Zach O’Hora and his wife, Lydia, never pictured themselves in the suburbs—not this soon. Following 10 years in San  Francisco and another five in New York, they’d grown accustomed to the city life- style. “We thought every suburb was a  David Lynch-ian nightmare—all the same  types of houses in a cul-de-sac,” says O’Hora.  “That just seemed like death to us.” 

Then came the arrival of their first son, which quickly made their one-bedroom, 600-square-foot Brooklyn apartment feel smaller than it already was. “We realized we were a million dollars short of having a nice life in New York,” he says. 

The couple’s home search led them 110 miles south to Narberth, where, last summer, they marked their fifth anniversary in the ’burbs with a move to a single-family home six doors down from their old twin. “We love our block,” O’Hora says. “We just needed more space.” 

Has the thought of fleeing ever crossed their minds? Maybe, but never for long. “After I go to New York, I’m so thankful to get off the train in Narberth and walk home,” says O’Hora. “I can breathe.”

The O’Horas’ story has become quite common along the Main Line—thirtysomething couples that have had their fill of city life, but still want the convenience, vibrancy and livability of a town center. “Buyers will pay a premium for a walk-to location,” says Holly Goodman of Duffy Real Estate in Narberth. “But not everyone can afford it.” 

Lured by the thriving town centers in Narberth, Wayne, Media, West Chester and even as far out as Kennett Square, younger buyers who once considered themselves hardcore city folk are being won over by shops, restaurants, theaters, parks and train stations. And, yes, they’ll also take the less hectic pace, cleaner air, safer streets, and top-notch public and
private schools. 

Young families aren’t the only ones drawn to the area’s town centers. “Many empty nesters don’t want to downgrade,” says Stephanie Ellis of Keller Williams Main Line Realty in Bryn Mawr. “They simply want to downsize and eliminate some of the day-to-day tasks of being a homeowner. They’re still looking for the same luxuries they enjoyed in their single-family homes.” 

A number of developers have wisely anticipated the desire for carefree, low-maintenance living and have responded accordingly. Local builder C.F. Holloway, III & Company has sold all of the nine high-end units in its 102 Louella project in downtown Wayne.

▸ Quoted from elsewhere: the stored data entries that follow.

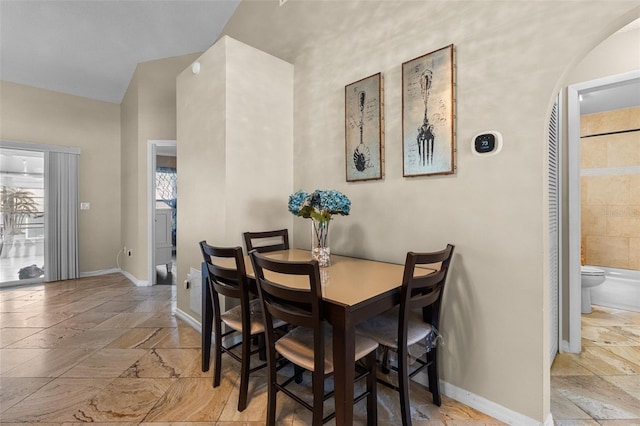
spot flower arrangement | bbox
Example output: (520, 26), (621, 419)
(288, 189), (351, 267)
(288, 189), (351, 223)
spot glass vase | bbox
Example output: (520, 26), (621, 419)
(311, 218), (330, 267)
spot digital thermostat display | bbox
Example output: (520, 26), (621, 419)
(472, 131), (503, 156)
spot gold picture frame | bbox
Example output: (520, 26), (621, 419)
(402, 44), (455, 177)
(345, 72), (384, 182)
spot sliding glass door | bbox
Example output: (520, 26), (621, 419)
(0, 148), (45, 286)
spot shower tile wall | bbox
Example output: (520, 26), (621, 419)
(581, 106), (640, 270)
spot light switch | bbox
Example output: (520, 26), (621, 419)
(80, 202), (90, 210)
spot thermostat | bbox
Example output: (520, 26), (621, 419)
(472, 131), (503, 156)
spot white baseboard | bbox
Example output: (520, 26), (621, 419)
(441, 381), (550, 426)
(120, 269), (150, 287)
(175, 307), (202, 332)
(79, 268), (150, 287)
(80, 268), (120, 277)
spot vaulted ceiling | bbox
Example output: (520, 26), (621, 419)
(0, 0), (240, 104)
(0, 1), (637, 113)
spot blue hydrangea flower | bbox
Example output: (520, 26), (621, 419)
(288, 190), (308, 214)
(311, 190), (350, 215)
(288, 189), (350, 222)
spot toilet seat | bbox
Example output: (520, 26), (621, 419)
(581, 266), (605, 276)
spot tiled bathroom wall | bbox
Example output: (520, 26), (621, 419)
(581, 106), (640, 270)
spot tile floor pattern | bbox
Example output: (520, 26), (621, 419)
(0, 273), (504, 425)
(7, 275), (637, 425)
(550, 305), (640, 426)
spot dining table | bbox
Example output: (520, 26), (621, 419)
(201, 248), (428, 425)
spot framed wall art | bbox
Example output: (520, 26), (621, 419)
(345, 72), (384, 182)
(402, 44), (455, 177)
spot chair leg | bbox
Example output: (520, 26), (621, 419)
(238, 333), (251, 411)
(201, 281), (213, 372)
(427, 350), (441, 406)
(366, 351), (378, 426)
(398, 348), (412, 426)
(213, 322), (223, 388)
(266, 348), (278, 426)
(311, 369), (324, 426)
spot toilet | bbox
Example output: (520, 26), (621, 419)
(581, 266), (605, 314)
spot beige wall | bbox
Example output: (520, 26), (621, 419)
(120, 53), (200, 282)
(0, 81), (121, 273)
(580, 107), (640, 269)
(220, 0), (640, 422)
(176, 36), (294, 320)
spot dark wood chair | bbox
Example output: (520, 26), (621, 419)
(249, 250), (379, 426)
(356, 244), (455, 426)
(199, 241), (285, 412)
(243, 229), (289, 253)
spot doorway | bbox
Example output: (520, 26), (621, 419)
(566, 70), (640, 352)
(0, 147), (45, 286)
(148, 140), (177, 285)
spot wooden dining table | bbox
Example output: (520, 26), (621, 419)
(201, 249), (418, 425)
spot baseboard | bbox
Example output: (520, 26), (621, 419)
(172, 307), (552, 426)
(175, 307), (202, 332)
(119, 269), (150, 287)
(79, 267), (150, 287)
(80, 268), (120, 278)
(441, 381), (550, 426)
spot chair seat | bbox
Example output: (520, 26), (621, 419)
(221, 299), (286, 335)
(275, 323), (379, 374)
(356, 307), (433, 349)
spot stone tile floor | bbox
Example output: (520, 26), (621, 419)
(0, 273), (503, 425)
(550, 305), (640, 425)
(6, 274), (638, 424)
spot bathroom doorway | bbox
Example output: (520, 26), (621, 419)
(566, 71), (640, 352)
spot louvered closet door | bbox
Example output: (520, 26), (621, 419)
(549, 95), (560, 364)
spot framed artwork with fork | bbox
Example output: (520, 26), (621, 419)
(345, 72), (384, 182)
(402, 44), (455, 177)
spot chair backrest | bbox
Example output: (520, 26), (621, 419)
(199, 241), (252, 319)
(399, 244), (455, 338)
(243, 229), (289, 253)
(249, 250), (325, 372)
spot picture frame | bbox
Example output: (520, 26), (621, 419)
(345, 72), (384, 182)
(402, 44), (455, 177)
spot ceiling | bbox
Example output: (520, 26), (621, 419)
(0, 0), (240, 104)
(0, 1), (638, 113)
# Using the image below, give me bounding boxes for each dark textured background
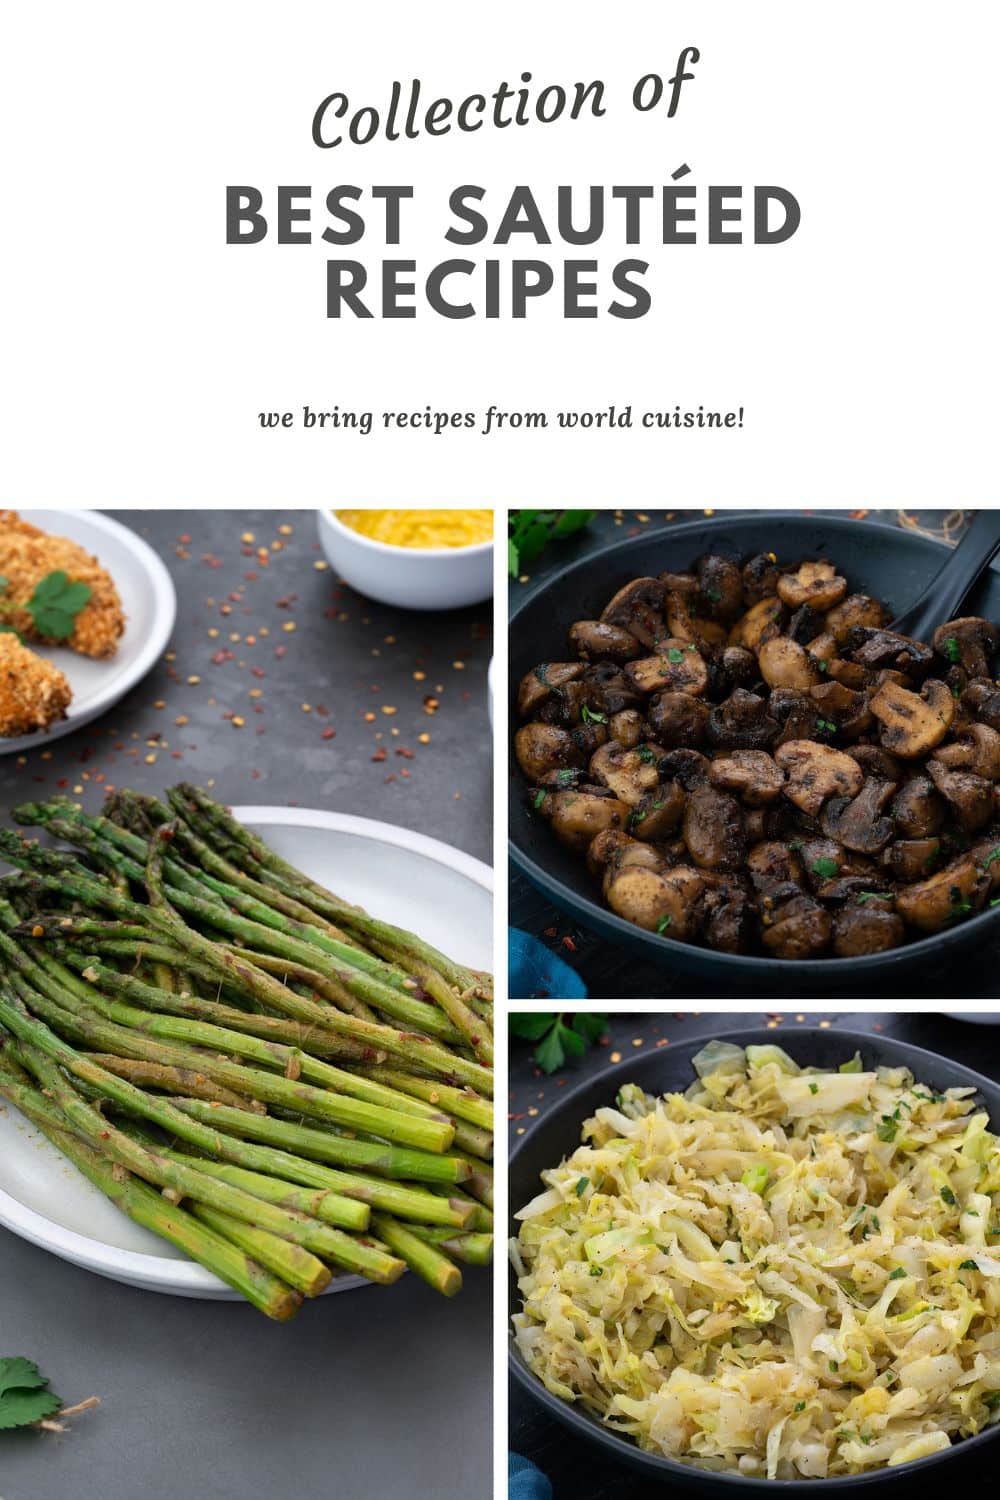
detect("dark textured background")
[509,1009,1000,1498]
[0,509,492,1500]
[508,508,1000,1000]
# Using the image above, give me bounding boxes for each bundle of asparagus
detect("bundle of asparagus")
[0,785,493,1320]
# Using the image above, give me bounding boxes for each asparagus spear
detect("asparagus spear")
[369,1214,462,1297]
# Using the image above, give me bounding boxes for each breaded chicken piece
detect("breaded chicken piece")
[0,631,72,736]
[0,511,124,659]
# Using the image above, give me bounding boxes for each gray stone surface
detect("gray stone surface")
[0,509,493,1500]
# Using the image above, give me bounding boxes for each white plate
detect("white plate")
[0,509,177,754]
[0,807,493,1299]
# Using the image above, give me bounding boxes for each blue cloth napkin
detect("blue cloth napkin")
[509,928,588,1001]
[509,1452,553,1500]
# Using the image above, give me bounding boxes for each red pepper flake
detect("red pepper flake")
[561,936,578,952]
[371,748,387,762]
[395,747,415,759]
[251,667,266,679]
[543,926,557,938]
[321,728,336,740]
[275,646,287,659]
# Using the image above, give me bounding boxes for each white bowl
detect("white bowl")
[316,510,493,611]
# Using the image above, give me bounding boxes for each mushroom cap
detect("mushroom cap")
[599,577,668,647]
[707,690,780,750]
[933,722,1000,780]
[926,760,995,832]
[682,785,747,872]
[820,778,898,854]
[625,638,708,696]
[868,678,955,758]
[758,636,821,691]
[604,863,705,939]
[709,750,785,807]
[776,560,848,611]
[773,739,864,817]
[728,597,786,651]
[933,617,999,677]
[517,662,583,719]
[567,619,642,663]
[647,690,709,748]
[894,855,986,933]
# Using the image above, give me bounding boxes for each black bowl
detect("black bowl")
[509,513,1000,990]
[508,1025,1000,1493]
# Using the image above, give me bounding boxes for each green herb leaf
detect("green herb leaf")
[816,718,838,734]
[509,1012,556,1041]
[811,857,839,879]
[808,1082,819,1095]
[589,1264,603,1277]
[0,1357,62,1431]
[580,704,607,725]
[26,572,92,642]
[959,1258,979,1270]
[704,586,722,604]
[888,1267,907,1280]
[655,913,672,935]
[794,1400,806,1412]
[666,647,685,664]
[637,745,657,764]
[942,636,961,663]
[571,1012,609,1044]
[857,891,889,905]
[876,1117,899,1143]
[941,1186,958,1207]
[533,1027,566,1074]
[508,510,595,574]
[531,789,546,810]
[984,1391,1000,1410]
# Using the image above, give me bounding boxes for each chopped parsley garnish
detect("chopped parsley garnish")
[532,789,546,809]
[580,704,607,725]
[655,914,672,935]
[959,1259,979,1270]
[942,635,961,663]
[876,1117,899,1142]
[888,1267,907,1280]
[811,857,839,879]
[808,1082,819,1095]
[575,1177,589,1197]
[666,647,685,664]
[941,1186,958,1207]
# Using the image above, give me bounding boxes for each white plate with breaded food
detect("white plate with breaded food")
[0,509,176,753]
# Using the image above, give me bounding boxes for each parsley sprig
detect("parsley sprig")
[0,1357,62,1431]
[0,571,92,643]
[509,1011,609,1073]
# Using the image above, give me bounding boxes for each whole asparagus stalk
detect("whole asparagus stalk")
[406,1228,495,1267]
[186,1205,332,1298]
[369,1213,462,1297]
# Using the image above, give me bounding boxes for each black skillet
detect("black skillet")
[508,512,1000,990]
[508,1025,1000,1494]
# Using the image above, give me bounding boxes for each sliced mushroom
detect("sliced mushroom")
[695,554,744,621]
[647,691,709,748]
[588,742,662,806]
[740,552,780,605]
[786,603,826,646]
[963,681,1000,732]
[820,778,898,854]
[707,690,780,750]
[625,639,708,696]
[567,620,642,663]
[628,782,686,841]
[644,753,706,797]
[847,627,933,675]
[604,863,705,939]
[702,886,756,953]
[728,597,786,651]
[971,835,1000,892]
[746,839,805,892]
[868,678,955,758]
[933,617,999,679]
[720,646,759,688]
[885,838,942,883]
[770,689,822,746]
[682,785,746,872]
[851,745,905,782]
[797,837,846,892]
[743,805,793,844]
[599,577,667,648]
[543,787,630,852]
[776,560,847,611]
[517,662,583,719]
[608,708,645,748]
[758,636,821,692]
[581,662,642,716]
[894,855,987,933]
[809,681,873,741]
[832,903,905,957]
[926,760,994,832]
[515,722,593,782]
[774,740,864,817]
[760,892,832,959]
[585,827,640,880]
[933,723,1000,780]
[891,775,945,837]
[824,593,891,645]
[709,751,785,807]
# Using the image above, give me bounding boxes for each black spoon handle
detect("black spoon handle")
[889,509,1000,638]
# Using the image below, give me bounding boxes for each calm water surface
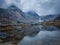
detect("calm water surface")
[18,25,60,45]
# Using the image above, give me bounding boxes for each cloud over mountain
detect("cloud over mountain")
[0,0,60,16]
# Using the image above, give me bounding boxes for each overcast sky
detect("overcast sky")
[20,0,60,16]
[0,0,60,16]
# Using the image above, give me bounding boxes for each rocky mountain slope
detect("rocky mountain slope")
[40,15,57,21]
[0,5,39,24]
[0,5,40,45]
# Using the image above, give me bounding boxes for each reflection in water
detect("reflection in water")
[18,25,60,45]
[19,31,60,45]
[40,25,60,31]
[0,24,60,45]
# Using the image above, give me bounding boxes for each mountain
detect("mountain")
[26,11,39,18]
[8,5,39,24]
[7,5,25,18]
[41,15,57,21]
[0,8,16,24]
[41,14,60,29]
[54,15,60,28]
[0,5,39,24]
[0,5,40,44]
[25,11,39,24]
[54,14,60,21]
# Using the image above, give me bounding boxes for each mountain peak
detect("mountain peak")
[27,10,39,17]
[8,5,19,10]
[7,5,25,18]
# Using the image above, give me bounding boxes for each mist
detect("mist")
[0,0,60,16]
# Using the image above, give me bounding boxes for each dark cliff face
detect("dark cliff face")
[0,5,26,24]
[0,8,18,24]
[54,15,60,28]
[54,15,60,20]
[27,11,39,18]
[41,15,57,21]
[7,5,25,18]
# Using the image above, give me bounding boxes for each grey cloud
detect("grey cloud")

And construction is underway on the Main Line reBUILD condo/townhouse project called Narberth Place, part of which involves converting Narberth’s United Methodist Church  into six condominiums. 

“Based on the interest we’ve already received, we’re anticipating that buyers will be older couples in their early 60s, who are still working but want a walk-to location,” says Scott Brehman, a partner with Main Line reBUILD. “People are looking for that feeling of the 1950s, where they can go into town and go to dinner and the movies.” 

Such communities give empty nesters and retirees an alternative to condo living in Philadelphia—and there are plenty of dual-income couples considering them, as well. “Today, it’s really all about lifestyle and everyday conveniences,” says Dana Zdancewicz of Berkshire Hathaway HomeServices Fox & Roach in Devon. “That’s what buyers want.”